LLM proxy architecture
Deploy AI security through the pattern that fits your infrastructure: reverse proxy, Kubernetes sidecar, client-side agent, or ICAP gateway integration. All patterns share the same inspection and policy engine.
Deployment patterns
Reverse Proxy
Standalone proxy server that applications route AI API calls through. Simple DNS or environment variable change redirects traffic.
Use case: API-first applications, centralized AI access
Pros
- ✓ Simple deployment
- ✓ Provider-agnostic
- ✓ Centralized logging
Cons
- △ Requires DNS/config change
- △ Single point of routing
Sidecar
Co-located container that intercepts AI traffic at the pod level in Kubernetes environments.
Use case: Kubernetes-native, microservice architectures
Pros
- ✓ No application code changes
- ✓ Per-service policies
- ✓ Container-native
Cons
- △ K8s dependency
- △ Per-pod resource overhead
Client Agent
Browser extension, editor plugin, or CLI tool that intercepts AI interactions at the user endpoint.
Use case: Browser AI tools, IDE completions, developer CLIs
Pros
- ✓ Covers web AI tools
- ✓ IDE integration
- ✓ No server changes
Cons
- △ Requires endpoint deployment
- △ Client-side complexity
ICAP Gateway
Integration with existing web proxies (Zscaler, Squid) via ICAP protocol for network-level AI traffic interception.
Use case: Enterprise proxy infrastructure, NW-level control
Pros
- ✓ Leverages existing infra
- ✓ No endpoint agents
- ✓ Policy at network edge
Cons
- △ Requires ICAP-capable proxy
- △ Limited to HTTP traffic
Unified policy across patterns
The key advantage of PromptWall's architecture is that all deployment patterns share the same policy engine. The same policy rules, PII detection thresholds, and injection prevention apply whether traffic arrives from the reverse proxy, sidecar, client agent, or ICAP gateway.
Choose your deployment pattern
Explore how PromptWall fits your infrastructure.

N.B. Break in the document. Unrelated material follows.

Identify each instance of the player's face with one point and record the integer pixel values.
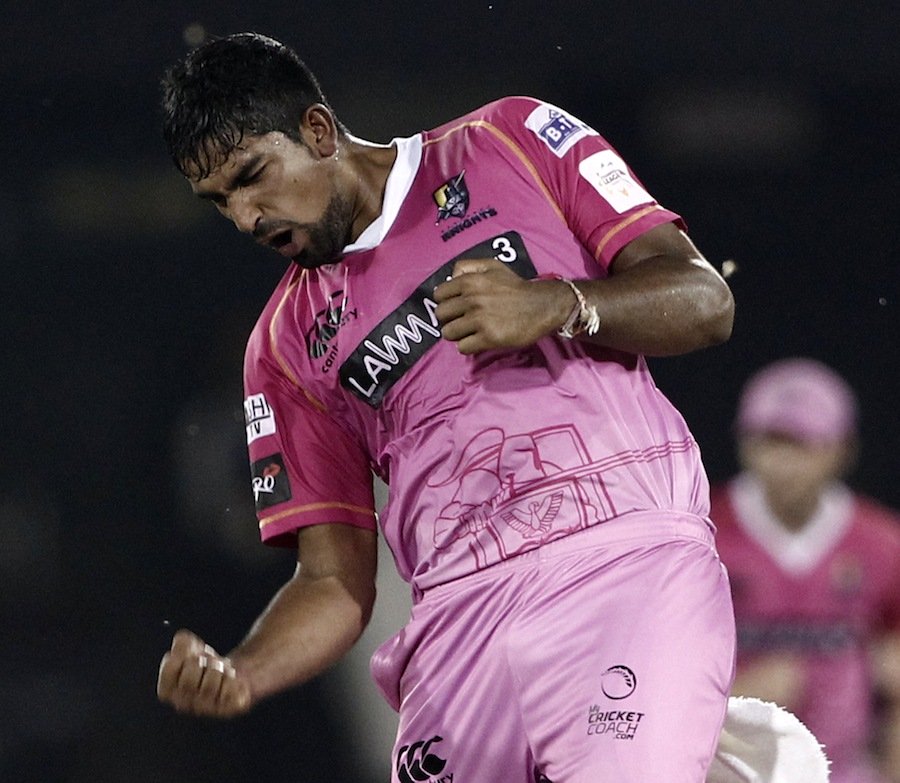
(288, 198)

Frequently asked questions
What is an LLM proxy?+
An LLM proxy is a reverse proxy that intercepts AI API traffic between your applications and LLM providers. It inspects prompt content, applies security controls, and forwards clean requests to the provider — similar to how a web proxy inspects HTTP traffic.
Does a proxy add significant latency?+
PromptWall's proxy architecture adds less than 100ms of latency for inspection — negligible compared to LLM inference times of 1-10 seconds. Detection engines run in parallel, and the policy engine evaluates rules in-memory for minimal overhead.
Which deployment pattern should I choose?+
For API-only workloads, use the reverse proxy pattern. For Kubernetes applications, use sidecar injection. For browser and editor protection, use the client-side agent. Most enterprises use a combination — the same policy engine governs all patterns.